Find the Fourier Transform of $e^{ixt}$, where $x$ is a real parameter, $t\in \mathbb R$. I started writing: $$\int_{-\infty}^\infty e^{ixt} e^{-i\omega t}dt$$ but I do not know how to go on!

• In the distribution sens this is Dirac: $\delta_x$. – Omran Kouba Jul 20 '14 at 11:56

$$\int_{-\infty}^{+\infty} e^{ixt} e^{-i \omega t} dt=\int_{-\infty}^{+\infty} e^{ixt-i \omega t} dt=\int_{-\infty}^{+\infty} e^{i(x- \omega )t} dt=2 \pi \delta(x- \omega)$$

EDIT: It is known that:

$$\delta(x-a)= \frac{1}{2 \pi}\int_{-\infty}^{\infty} e^{ip(x-a)} dp$$

• Just curious, how would you justify the value of this integral at any other point than $x = \omega$? I can't see how it converges. – Arthur Jul 20 '14 at 12:01
• For $x=\omega$,the integral is equal to: $$\int_{-\infty}^{+\infty} 1 dt$$ and so,obviously,it does not converge.Also,the integral diverges for $x \neq \omega$.The fact that $||e^{i(x- \omega)t}||=1$ is enough,to conclude this. – evinda Jul 20 '14 at 12:55
• That is true, and I have no trouble accepting this. However, at the other points? I cannot see the integral converging to any one value. So, at $x = \omega$, I can buy the $\delta$-evaluation. But why is it chosen to be zero everywhere else? – Arthur Jul 20 '14 at 12:58
• We know that: $$\int_{-a}^a e^{it} dt=2 \sin a$$ and the limit $a \to \infty$ does not exist. So,the integral does not diverge for $x \neq \omega$ – evinda Jul 20 '14 at 14:05

Using the inverse Fourier transform, you may write (everything in distributional sense)

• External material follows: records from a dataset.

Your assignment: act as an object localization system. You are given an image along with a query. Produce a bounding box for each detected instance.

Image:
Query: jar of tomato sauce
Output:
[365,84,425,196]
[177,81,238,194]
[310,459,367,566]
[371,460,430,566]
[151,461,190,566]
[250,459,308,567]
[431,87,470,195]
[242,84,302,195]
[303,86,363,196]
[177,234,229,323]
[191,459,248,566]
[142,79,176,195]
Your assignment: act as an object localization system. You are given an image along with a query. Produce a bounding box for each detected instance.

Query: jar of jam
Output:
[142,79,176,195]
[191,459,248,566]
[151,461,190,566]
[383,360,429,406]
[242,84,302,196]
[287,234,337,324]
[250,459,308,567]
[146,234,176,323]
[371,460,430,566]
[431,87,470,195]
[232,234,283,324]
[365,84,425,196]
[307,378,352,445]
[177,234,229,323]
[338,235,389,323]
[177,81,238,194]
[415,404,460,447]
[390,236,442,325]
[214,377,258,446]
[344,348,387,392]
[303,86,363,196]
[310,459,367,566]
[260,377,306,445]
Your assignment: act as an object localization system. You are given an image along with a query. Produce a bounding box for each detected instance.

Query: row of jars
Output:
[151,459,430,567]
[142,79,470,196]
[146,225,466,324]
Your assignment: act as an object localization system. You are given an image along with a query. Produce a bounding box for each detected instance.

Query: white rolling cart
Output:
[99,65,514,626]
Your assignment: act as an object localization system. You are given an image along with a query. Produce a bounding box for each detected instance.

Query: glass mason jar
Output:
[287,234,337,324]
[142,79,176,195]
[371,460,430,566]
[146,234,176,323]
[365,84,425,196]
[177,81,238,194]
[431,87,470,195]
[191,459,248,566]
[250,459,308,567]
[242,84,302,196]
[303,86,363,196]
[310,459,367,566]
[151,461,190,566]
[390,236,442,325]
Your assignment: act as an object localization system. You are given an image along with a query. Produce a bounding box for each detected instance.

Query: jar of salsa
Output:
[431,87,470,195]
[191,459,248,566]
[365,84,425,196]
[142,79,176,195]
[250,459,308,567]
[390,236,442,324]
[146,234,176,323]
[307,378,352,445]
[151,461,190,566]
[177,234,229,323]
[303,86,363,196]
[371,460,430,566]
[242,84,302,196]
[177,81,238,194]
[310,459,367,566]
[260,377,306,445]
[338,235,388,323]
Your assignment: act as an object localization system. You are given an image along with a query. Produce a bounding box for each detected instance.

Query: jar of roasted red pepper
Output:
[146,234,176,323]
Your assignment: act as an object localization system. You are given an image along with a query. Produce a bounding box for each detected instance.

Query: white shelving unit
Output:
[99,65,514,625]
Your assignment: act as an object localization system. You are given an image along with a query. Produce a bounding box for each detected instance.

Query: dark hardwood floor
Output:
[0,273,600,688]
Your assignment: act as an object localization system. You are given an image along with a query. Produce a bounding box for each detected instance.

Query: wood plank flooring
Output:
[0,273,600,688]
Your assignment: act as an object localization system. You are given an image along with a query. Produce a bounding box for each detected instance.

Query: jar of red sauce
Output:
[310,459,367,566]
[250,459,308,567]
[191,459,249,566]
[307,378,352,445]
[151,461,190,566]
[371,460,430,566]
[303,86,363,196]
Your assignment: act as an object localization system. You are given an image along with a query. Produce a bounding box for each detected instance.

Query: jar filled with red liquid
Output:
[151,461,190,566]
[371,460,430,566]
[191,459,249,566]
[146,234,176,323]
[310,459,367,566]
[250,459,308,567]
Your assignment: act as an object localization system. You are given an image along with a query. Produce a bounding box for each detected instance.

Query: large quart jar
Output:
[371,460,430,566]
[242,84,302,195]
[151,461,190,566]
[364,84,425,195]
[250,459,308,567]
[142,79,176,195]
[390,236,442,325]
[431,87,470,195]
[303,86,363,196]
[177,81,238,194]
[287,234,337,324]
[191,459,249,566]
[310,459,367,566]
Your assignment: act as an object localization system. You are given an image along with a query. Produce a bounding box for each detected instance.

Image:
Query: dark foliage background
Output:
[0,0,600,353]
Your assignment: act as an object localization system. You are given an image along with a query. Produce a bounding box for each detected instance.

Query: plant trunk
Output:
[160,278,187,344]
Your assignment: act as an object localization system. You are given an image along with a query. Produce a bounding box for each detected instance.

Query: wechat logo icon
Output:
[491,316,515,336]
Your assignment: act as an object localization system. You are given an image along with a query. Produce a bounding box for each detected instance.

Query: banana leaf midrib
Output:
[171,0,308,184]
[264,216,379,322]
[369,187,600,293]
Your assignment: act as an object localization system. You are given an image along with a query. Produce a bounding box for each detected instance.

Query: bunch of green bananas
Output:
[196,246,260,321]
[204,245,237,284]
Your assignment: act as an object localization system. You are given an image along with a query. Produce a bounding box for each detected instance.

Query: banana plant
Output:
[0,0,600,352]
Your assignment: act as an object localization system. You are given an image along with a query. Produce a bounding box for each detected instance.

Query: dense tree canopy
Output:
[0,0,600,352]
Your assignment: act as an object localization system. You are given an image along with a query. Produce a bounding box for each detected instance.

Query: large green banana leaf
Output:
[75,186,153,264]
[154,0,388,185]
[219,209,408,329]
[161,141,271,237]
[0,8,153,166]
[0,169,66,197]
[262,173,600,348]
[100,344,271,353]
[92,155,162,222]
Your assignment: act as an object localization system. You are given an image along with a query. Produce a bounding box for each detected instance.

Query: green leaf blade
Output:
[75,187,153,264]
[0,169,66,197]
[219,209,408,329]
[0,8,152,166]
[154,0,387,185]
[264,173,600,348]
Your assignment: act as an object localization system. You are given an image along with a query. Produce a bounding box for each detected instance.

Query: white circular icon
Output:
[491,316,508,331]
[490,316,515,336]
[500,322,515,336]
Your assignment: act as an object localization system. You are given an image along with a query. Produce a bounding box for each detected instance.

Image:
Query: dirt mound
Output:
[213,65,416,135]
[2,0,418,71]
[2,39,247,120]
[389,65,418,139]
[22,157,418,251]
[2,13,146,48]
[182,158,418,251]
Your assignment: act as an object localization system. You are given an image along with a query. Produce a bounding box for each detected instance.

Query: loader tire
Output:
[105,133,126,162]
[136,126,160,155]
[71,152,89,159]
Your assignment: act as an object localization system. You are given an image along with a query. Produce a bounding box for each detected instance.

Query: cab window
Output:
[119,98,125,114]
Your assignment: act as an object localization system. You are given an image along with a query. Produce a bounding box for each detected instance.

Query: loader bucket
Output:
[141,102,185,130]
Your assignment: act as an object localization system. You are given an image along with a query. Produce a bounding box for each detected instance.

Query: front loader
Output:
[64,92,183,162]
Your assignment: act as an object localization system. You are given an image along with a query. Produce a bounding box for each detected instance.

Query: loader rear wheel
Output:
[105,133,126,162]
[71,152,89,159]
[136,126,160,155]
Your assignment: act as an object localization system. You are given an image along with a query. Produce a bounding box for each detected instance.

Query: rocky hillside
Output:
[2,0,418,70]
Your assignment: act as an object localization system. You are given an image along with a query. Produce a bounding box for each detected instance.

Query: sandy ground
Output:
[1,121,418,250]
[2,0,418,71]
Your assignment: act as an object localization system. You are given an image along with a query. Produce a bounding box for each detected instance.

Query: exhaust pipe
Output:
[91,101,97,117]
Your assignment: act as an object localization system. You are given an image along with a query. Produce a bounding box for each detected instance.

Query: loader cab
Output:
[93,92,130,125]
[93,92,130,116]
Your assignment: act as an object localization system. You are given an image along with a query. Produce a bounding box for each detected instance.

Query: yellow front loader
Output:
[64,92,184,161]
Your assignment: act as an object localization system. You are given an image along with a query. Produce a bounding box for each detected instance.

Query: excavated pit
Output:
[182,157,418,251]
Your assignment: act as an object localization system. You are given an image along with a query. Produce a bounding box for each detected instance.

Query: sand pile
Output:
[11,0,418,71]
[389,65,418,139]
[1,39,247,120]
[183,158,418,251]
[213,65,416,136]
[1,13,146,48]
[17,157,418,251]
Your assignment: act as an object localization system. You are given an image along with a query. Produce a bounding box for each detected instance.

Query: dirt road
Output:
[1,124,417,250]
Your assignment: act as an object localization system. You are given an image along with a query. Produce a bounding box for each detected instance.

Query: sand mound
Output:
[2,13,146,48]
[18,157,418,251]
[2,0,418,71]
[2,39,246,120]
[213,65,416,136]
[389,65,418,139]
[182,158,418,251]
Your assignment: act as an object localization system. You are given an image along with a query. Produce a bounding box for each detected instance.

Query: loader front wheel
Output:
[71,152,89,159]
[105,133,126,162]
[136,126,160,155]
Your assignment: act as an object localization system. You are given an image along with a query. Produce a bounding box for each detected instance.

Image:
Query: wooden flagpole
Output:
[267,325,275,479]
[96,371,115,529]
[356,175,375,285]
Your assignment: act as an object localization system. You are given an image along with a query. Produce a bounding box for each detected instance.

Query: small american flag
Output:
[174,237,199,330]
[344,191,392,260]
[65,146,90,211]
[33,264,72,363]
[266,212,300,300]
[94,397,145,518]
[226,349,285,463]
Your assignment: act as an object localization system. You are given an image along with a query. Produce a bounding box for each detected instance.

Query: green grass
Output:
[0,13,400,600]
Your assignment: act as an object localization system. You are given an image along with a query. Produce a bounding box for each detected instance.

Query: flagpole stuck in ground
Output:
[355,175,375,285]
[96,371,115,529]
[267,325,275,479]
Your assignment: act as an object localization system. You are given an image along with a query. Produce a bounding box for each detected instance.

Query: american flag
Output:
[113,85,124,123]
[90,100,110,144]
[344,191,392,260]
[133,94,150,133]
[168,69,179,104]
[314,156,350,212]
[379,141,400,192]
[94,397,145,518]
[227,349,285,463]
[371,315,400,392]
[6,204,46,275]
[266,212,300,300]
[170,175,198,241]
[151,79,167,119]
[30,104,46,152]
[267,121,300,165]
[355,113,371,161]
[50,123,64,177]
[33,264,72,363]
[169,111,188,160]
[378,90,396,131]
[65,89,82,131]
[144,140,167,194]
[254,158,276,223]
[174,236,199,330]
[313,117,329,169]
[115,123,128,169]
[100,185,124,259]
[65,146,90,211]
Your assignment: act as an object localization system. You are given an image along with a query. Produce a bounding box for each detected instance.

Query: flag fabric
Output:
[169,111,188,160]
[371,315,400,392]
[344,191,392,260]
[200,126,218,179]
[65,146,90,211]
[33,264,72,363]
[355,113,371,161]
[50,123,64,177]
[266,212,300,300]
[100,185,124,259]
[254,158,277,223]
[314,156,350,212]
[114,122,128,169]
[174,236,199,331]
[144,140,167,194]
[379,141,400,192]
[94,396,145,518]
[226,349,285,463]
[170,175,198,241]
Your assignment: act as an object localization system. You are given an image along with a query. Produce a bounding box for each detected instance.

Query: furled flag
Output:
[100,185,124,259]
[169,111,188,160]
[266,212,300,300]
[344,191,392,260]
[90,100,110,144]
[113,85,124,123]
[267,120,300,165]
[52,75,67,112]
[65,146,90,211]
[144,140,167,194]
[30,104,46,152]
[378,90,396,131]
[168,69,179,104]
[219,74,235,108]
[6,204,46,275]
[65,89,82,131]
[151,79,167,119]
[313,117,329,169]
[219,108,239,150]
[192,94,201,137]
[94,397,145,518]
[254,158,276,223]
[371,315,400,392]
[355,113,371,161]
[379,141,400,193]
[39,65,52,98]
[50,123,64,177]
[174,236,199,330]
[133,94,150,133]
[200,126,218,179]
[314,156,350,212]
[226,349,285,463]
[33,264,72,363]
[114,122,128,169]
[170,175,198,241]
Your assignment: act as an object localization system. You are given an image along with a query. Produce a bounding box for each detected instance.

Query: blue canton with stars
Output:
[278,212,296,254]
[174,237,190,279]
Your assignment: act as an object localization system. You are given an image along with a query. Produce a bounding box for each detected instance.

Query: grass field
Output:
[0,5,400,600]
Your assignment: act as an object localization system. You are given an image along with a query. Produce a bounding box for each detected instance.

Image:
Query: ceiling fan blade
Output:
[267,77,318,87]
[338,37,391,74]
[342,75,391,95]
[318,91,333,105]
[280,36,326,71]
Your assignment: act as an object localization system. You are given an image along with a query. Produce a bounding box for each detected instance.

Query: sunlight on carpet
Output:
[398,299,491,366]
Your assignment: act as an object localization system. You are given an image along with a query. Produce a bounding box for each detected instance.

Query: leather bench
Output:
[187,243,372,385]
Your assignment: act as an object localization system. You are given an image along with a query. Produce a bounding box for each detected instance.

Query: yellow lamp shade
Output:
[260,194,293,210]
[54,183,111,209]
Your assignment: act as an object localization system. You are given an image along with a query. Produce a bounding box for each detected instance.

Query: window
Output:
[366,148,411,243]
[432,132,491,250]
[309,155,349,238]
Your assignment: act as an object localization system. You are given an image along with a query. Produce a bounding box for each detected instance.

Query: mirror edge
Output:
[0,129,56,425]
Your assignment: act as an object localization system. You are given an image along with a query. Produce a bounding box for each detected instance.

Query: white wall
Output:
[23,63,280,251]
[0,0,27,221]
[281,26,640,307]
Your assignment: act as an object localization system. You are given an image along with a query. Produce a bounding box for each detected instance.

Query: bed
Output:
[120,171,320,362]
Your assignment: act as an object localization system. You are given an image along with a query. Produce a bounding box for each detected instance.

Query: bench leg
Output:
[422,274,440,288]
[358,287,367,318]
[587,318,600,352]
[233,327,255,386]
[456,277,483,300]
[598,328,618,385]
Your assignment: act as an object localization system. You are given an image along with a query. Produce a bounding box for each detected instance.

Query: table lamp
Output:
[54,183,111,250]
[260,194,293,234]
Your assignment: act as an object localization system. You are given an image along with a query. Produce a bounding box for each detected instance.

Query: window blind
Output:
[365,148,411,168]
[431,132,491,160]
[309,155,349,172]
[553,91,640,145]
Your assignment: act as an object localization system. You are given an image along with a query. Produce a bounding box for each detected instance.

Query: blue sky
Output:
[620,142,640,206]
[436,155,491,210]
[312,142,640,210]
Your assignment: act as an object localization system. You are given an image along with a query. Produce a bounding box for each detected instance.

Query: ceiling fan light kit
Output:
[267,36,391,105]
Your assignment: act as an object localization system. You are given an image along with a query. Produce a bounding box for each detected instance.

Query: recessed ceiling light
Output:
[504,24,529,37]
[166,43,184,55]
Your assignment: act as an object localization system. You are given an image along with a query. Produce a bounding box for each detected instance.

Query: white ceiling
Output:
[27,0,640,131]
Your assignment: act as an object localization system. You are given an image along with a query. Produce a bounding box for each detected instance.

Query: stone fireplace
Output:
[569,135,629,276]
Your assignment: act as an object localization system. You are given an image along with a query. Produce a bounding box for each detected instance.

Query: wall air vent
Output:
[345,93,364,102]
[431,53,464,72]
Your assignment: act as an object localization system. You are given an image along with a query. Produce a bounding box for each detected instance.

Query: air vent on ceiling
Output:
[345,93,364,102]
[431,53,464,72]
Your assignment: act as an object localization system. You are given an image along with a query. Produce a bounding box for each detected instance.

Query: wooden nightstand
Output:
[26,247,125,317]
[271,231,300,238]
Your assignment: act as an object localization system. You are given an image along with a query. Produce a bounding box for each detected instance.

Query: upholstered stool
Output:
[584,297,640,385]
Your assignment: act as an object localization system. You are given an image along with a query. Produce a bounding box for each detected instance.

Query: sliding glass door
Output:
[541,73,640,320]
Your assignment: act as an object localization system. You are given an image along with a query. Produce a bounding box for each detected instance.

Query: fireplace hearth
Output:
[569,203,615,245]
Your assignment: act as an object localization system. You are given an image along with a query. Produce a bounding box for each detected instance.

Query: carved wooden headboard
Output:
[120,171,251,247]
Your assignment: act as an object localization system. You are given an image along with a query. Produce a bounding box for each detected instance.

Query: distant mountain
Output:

$f(x)=\frac{1}{2\pi}\int_\mathbb{R}e^{ixt}\int_\mathbb{R} e^{-i\omega t} dt d\omega =\frac{1}{2\pi}\int_\mathbb{R}(\int_\mathbb{R}e^{ixt} e^{-i\omega t}dt) d\omega=\frac{1}{2\pi}\int_\mathbb{R}\delta(x-\omega)f(\omega)d\omega$

And therefore your Integral equals $2\pi \delta(x-\omega)$ in the distributional sense.